CNN's insufferable Piers Morgan has been droning on about the "evils" of child labor; an easy target of attack for those whose conditioned minds confuse "people pushing" with "socially responsible" behavior.
I had my first paper-route when I was nine years old — delivering morning/evening/and Sunday papers for about $20 per month. Between that time and my graduation from high school, I worked — without pay — as an assistant for my father's surveying business; a paid caddy at a golf course; a car-hop at a drive-in; working — again, without pay — as an actor on a Saturday morning children's show on a local radio station; and an usher at a movie theater. I recall the excitement of my ushering salary rising from 50 cents to 60 cents per hour. Of course, in none of these jobs was I competing with members of labor unions who would have demanded — and, with the help of the state, have received — much higher pay than I received!
My childhood was dominated by my commitment to work, an undertaking that originated with me. And far from being "exploited" by the experience, this work helped me to develop a sense of existential independence, the ability to cooperate with my peers, the discipline to save — and even invest my earnings — and social skills unsupervised by parents or school officials. Most of the work I performed gave me a great deal of private time — periods of self-reflection — with which to think about what I wanted from life, who I was, and of my relationships with others. The independence associated with such work is contrasted with the institutionalized control of modern children for whom any display of spontaneity and self-directedness is met with intervention by "professionals" whose job it is to supervise and keep constrained any youngster who might be inclined to stray from the herd.
Children who have grown up in an environment in which they have been able to negotiate — and be compensated for — the terms of their relations with others, enjoy a sense of self-control that is troublesome for institutional interests that prefer to treat people as fungible resources. To the established order, an independent person represents a form of "entropy," (i.e., energy unavailable for productive work). There is a cost associated with the dehumanization of childhood that finds expression in a variety of life-destroying practices such as the killing or maiming of soldiers, and the epidemic of suicides among members of the military.

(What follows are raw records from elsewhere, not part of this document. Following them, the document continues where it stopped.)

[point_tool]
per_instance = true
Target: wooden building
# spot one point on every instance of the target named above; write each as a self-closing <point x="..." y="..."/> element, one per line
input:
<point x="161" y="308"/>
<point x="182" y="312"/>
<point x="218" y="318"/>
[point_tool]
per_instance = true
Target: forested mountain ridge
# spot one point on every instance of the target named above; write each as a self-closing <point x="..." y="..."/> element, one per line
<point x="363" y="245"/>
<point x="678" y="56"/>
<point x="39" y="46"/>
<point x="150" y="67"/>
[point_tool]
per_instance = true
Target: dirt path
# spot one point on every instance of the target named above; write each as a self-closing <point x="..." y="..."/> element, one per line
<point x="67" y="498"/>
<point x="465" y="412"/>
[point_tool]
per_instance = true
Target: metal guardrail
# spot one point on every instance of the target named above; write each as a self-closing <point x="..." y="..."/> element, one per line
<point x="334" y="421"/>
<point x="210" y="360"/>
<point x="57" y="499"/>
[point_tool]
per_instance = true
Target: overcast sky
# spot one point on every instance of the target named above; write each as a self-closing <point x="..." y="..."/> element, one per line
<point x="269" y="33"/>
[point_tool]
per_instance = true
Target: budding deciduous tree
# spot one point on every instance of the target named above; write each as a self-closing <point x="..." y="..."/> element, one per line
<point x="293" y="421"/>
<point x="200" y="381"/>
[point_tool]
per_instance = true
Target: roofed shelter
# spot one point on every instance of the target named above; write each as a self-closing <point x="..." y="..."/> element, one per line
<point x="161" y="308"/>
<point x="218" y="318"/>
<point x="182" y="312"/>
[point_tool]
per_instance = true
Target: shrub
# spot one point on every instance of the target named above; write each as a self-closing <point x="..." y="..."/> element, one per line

I will be more inclined to believe in the sincerity of those who pretend to be concerned about the "exploitation" of children when I see them preaching and campaigning to end their political destruction. When the military continues to routinely kill 6, 8, and 10 year old children without much criticism expressed by those who can voice no higher moral standard than "support the troops;" when people like Julian Assange can be condemned in the harshest terms by government officials and politicians for the offense of showing the aerial slaughter of children; when children are regularly destroyed by American cluster-bombs and drone-bombers; it is time for the Piers Morgans and the rest of the media to abandon their attacks on the marketplace for allowing children to work, and to focus their attentions on what even the dullest of their minds must be able to see as the depraved and dehumanized nature of all political systems.